Corriere del Mezzogiorno (Campania)
Di Vasto, «opere e giorni» dei contadini del Pollino
Ma negli stessi anni un giovane poeta e sindaco di Tricarico, quel Rocco Scotellaro di cui la regione Basilicata ha celebrato degnamente poco tempo fa i cent’anni dalla nascita, dava alle stampe le sue vite di Contadini del Sud, Danilo Dolci dalla Sicilia quelle dei Banditi a Partinico, due grandi scrittori toscani, Luciano Bianciardi e Carlo Cassola, quelle dei Minatori di Maremma e Franco Cagnetta quelle dei banditi di Orgosolo, in Sardegna…
Dare voce a chi non ce l’ha, per di più dopo tanti anni di fascismo e dentro le speranze del dopoguerra così spesso trascurate, questa era la loro intenzione, e quei libri hanno lasciato un segno, scoprendo alla parte più colta e attiva del paese qualcosa che ignoravano, pene e avventure dei loro abitanti, spesso picaresche.
In questa lontana schiera, che ha avuto dopo di allora poche aggiunte significative, si colloca oggi un bel libro calabrese edito da una aicc (Associazione italiana di cultura classica di Castrovillari), che chi ha raccolto le storie che lo compongono, Leonardo Di Vasto, ha messo sotto un titolo provocatoriamente dialettale: N’amu visti ‘i quissi!, sottotitolo: Testimonianze di vita e di guerra di contadini e artigiani del Pollino.

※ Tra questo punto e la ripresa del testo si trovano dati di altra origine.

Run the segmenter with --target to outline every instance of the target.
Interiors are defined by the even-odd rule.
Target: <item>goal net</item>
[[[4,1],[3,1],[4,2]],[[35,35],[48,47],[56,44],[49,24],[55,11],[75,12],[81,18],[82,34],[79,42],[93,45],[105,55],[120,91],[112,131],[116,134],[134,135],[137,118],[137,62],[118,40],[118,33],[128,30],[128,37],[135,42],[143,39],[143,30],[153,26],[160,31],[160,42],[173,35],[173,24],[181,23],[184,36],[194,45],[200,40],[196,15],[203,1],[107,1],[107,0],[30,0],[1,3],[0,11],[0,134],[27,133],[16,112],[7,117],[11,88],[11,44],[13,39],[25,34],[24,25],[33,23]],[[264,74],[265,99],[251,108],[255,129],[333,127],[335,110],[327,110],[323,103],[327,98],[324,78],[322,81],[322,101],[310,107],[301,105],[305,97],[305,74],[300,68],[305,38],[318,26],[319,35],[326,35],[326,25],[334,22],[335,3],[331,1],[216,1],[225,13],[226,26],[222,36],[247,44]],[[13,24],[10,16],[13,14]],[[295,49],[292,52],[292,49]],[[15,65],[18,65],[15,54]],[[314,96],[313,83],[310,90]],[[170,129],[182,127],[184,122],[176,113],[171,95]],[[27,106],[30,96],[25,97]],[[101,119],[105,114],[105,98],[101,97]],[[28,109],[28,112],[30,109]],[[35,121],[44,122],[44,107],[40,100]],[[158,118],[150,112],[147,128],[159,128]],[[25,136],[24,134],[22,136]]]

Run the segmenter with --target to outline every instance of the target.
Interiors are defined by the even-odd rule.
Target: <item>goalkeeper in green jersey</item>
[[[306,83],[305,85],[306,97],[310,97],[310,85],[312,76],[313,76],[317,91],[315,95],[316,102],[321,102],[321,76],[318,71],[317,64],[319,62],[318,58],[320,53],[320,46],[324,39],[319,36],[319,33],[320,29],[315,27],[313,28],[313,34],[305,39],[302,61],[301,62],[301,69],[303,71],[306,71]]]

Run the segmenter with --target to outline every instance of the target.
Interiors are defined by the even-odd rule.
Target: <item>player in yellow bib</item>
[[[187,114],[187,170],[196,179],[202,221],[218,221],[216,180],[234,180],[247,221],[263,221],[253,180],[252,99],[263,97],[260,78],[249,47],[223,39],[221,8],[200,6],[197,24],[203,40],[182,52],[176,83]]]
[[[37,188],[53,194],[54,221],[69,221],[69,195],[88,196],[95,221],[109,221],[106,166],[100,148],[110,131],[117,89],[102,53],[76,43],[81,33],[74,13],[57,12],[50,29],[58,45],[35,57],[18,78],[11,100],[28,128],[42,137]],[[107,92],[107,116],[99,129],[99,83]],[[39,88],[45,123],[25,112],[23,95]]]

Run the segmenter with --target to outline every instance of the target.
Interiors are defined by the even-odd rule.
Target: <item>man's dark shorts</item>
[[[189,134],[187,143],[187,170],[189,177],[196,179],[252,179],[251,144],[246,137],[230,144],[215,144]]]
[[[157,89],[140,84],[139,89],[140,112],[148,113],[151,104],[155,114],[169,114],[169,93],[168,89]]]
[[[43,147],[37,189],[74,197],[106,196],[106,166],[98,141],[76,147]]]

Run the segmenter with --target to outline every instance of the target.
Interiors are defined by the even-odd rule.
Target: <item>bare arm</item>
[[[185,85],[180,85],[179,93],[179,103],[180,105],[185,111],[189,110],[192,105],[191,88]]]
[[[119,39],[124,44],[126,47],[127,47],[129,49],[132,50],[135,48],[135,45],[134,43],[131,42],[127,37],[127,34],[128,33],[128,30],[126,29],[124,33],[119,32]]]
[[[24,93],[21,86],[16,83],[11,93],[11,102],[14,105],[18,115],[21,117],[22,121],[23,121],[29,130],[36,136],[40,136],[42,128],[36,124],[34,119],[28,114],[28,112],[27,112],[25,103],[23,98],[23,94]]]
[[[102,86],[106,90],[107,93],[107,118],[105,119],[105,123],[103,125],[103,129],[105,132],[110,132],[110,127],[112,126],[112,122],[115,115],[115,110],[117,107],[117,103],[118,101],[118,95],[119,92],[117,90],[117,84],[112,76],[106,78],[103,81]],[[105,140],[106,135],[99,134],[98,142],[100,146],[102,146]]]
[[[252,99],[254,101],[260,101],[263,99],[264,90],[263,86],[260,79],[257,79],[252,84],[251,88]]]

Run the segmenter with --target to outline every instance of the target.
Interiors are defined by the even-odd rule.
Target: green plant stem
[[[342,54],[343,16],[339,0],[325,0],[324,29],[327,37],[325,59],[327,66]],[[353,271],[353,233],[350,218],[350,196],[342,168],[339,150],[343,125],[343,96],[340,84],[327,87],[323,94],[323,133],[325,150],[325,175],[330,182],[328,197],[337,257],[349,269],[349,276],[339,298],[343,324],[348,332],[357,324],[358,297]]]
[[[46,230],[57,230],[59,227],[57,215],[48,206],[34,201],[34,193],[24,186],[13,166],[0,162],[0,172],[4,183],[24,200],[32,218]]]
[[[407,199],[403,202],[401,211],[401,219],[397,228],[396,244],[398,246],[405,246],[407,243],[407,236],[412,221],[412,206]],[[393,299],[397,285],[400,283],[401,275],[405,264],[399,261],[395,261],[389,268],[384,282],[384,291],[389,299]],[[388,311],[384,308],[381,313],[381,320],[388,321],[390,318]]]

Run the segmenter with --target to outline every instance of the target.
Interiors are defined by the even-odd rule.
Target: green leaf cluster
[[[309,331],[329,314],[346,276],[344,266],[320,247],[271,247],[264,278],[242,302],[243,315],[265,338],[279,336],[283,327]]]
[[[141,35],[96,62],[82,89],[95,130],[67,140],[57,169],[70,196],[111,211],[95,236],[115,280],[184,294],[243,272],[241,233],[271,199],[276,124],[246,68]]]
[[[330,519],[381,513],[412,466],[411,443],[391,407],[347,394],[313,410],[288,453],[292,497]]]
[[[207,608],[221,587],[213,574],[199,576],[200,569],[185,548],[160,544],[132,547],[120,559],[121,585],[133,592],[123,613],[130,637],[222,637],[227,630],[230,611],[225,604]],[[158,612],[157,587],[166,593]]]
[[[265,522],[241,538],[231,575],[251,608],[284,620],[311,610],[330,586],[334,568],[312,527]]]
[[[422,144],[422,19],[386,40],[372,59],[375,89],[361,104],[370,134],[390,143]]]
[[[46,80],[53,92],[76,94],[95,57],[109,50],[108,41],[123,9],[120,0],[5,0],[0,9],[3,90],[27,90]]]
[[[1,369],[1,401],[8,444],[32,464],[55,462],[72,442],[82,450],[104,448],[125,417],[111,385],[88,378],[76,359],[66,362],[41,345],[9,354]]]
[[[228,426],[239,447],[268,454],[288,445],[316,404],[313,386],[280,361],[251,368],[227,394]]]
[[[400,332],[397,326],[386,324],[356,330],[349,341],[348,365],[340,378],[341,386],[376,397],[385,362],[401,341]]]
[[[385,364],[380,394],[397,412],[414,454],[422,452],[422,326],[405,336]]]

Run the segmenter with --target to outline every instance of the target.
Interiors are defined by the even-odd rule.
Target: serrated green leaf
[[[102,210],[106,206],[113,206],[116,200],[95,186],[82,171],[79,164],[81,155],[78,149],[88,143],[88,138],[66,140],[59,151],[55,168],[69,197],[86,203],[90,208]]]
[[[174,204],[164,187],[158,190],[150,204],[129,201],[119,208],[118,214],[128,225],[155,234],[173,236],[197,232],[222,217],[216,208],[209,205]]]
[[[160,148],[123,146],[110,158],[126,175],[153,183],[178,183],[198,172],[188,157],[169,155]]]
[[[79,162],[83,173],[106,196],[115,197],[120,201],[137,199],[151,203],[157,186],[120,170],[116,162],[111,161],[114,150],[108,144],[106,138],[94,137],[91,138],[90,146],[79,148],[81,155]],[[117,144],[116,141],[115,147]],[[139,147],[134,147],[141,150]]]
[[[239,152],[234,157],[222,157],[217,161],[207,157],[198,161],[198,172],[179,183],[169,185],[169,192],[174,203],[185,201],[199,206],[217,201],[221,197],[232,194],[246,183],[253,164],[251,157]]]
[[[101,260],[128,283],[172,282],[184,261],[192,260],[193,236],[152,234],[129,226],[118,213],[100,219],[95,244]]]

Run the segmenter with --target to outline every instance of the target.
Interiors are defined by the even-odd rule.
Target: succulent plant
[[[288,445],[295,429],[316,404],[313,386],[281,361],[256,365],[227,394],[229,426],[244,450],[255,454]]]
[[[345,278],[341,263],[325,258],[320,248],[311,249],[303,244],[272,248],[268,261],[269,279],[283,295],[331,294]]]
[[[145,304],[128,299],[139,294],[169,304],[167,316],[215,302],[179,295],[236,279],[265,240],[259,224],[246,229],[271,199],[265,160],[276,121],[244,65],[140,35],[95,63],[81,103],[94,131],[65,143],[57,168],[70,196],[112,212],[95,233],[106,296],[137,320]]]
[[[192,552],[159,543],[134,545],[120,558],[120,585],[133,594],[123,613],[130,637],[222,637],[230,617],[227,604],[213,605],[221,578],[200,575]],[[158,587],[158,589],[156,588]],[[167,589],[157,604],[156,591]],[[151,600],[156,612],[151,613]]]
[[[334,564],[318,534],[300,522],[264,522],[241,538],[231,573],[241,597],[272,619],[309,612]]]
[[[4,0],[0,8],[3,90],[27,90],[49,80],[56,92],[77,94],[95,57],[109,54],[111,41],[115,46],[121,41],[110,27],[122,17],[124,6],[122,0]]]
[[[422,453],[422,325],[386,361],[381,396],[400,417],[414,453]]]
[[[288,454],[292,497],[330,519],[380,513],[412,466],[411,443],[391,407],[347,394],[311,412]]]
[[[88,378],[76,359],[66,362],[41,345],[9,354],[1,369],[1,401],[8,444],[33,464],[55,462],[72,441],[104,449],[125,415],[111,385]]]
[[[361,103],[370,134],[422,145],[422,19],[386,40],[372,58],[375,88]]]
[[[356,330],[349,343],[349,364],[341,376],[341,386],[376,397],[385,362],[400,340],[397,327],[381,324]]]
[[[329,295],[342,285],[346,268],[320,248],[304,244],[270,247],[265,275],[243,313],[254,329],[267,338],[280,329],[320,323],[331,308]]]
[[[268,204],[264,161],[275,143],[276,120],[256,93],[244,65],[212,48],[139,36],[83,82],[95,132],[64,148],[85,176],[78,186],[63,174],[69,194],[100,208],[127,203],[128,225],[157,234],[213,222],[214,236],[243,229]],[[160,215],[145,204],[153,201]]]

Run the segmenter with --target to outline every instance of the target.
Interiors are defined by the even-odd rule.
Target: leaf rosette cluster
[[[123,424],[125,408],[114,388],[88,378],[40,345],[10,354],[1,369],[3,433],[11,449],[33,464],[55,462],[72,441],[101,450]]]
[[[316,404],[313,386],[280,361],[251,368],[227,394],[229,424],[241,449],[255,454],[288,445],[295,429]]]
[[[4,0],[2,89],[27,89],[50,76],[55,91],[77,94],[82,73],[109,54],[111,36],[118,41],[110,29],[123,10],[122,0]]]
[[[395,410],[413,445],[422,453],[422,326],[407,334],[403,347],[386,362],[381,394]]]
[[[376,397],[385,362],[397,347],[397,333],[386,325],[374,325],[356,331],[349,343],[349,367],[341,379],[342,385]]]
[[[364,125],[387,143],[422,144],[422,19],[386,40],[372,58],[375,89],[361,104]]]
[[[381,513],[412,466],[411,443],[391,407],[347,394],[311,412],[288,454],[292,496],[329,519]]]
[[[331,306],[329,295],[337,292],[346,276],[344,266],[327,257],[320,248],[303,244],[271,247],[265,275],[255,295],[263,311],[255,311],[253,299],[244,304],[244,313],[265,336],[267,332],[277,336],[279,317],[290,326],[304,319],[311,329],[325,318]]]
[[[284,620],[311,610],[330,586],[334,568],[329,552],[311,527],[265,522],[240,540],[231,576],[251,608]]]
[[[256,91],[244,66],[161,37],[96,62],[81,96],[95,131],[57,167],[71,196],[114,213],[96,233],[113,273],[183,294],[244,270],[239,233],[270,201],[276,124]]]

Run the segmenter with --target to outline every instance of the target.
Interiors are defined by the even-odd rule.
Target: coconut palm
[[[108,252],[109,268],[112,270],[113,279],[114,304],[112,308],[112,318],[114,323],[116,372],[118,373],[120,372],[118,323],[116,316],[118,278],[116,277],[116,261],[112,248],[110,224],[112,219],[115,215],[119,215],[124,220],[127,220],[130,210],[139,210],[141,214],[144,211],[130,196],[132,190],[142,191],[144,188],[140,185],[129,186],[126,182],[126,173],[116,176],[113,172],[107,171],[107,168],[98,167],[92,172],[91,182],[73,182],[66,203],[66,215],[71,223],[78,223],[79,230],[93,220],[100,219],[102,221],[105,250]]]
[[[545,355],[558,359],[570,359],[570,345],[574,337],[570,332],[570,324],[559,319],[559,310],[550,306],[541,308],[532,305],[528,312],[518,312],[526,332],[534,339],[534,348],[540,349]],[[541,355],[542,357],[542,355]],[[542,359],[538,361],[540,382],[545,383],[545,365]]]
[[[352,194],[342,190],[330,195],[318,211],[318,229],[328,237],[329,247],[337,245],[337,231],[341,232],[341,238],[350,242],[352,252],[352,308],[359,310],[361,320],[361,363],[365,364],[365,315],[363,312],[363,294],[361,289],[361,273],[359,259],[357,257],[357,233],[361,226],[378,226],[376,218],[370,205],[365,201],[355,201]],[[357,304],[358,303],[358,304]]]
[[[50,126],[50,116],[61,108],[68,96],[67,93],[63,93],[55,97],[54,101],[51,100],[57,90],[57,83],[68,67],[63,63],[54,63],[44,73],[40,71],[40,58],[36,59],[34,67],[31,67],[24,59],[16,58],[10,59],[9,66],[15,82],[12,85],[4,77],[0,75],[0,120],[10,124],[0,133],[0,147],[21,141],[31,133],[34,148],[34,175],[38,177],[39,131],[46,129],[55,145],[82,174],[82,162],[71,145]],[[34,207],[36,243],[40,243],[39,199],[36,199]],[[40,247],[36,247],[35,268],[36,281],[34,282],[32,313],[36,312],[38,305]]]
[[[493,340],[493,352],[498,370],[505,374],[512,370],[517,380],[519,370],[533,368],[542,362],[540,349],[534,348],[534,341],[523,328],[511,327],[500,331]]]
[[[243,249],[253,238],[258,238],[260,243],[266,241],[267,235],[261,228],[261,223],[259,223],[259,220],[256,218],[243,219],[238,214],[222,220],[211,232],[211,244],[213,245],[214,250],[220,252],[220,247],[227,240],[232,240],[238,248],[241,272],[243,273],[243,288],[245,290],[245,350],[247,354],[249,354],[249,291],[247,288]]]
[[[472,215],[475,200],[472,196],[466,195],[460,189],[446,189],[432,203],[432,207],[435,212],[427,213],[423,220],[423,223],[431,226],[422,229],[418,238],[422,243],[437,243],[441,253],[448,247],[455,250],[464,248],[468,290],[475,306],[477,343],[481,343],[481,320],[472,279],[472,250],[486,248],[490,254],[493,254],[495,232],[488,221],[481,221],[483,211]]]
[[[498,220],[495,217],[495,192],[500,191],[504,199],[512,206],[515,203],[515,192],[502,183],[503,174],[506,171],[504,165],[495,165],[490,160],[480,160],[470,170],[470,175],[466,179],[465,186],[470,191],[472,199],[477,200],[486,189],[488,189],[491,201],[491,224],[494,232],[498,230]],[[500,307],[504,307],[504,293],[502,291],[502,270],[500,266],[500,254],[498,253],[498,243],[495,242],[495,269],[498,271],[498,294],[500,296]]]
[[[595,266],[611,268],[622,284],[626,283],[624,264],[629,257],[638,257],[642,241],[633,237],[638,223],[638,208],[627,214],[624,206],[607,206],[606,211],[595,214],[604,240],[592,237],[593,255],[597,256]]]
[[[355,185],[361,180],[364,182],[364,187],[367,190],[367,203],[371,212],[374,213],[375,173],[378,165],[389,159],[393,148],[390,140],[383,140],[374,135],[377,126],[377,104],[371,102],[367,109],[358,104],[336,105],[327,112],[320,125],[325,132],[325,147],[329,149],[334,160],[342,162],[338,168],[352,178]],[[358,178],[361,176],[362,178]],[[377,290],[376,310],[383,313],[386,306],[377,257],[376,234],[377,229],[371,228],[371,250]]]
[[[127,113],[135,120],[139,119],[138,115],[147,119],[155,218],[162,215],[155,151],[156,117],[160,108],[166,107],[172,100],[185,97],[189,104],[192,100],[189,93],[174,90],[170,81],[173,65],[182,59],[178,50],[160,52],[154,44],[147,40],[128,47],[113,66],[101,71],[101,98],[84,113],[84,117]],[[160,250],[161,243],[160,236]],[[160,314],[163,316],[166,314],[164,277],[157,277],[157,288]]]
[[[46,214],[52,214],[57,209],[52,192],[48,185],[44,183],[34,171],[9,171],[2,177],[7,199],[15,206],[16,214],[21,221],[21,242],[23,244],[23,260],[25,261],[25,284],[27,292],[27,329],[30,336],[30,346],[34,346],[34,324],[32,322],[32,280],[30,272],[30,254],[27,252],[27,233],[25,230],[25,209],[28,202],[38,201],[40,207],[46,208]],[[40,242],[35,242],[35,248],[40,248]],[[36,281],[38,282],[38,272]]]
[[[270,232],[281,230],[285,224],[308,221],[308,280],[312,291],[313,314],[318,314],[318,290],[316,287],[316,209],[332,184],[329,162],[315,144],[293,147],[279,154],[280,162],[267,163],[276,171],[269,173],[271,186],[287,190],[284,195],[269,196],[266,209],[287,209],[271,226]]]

Sono spesso accompagnate da fotografie degli interessati accuratamente radunate dal curatore, dentro le loro case o sui loro luoghi di lavoro – gente, come si dice, «comune», ma ogni individuo è di per sé unico ed è quindi non-comune, ogni vita ha un colore e una identità diversa dalle altre.
Conosco poco il Pollino, ma conosco Castrovillari e ho avuto e ho amici nell’area cosentina. Salii sull’altopiano tanti anni fa insieme a Lello Mazzacane, valente antropologo e fotografo napoletano, per vedere il grande raduno annuale della Madonna del Pollino, fascinosamente notturno: centinaia di famiglie che si accampano tra gruppi di suonatori tradizionali, e accendono fuochi qua e là, e fanno ahimé grande strage di agnelli e capretti e, la mattina, vanno dopo tutti alla messa… Ho avuto qualche amico di Castrovillari e abbastanza di recente ho molto amato uno strano e fascinoso film di Michelangelo Frammartino che in una
grotta del Pollino fu in gran parte girato: Il buco.
Le storie di vita raccolte da Di Vasto sono raramente eccezionali, nonostante difficoltà e disgrazie, ma è proprio per la loro somiglianza a tante altre storie di tante altre persone di altri luoghi del Sud e ben oltre – ci coinvolgono e commuovono; sono le «opere e giorni» di persone le cui esperienze ci ricordano parenti, amici, conoscenti, e ci ricordano purtroppo anche la violenza dello storia che interviene a sconvolgerle. Di Vasto usa il dialetto con affettuosa cautela, per ricordare un ambiente e un contesto, e sono davvero apprezzabili questo rispetto, questa attenzione, questa civiltà dell’approccio.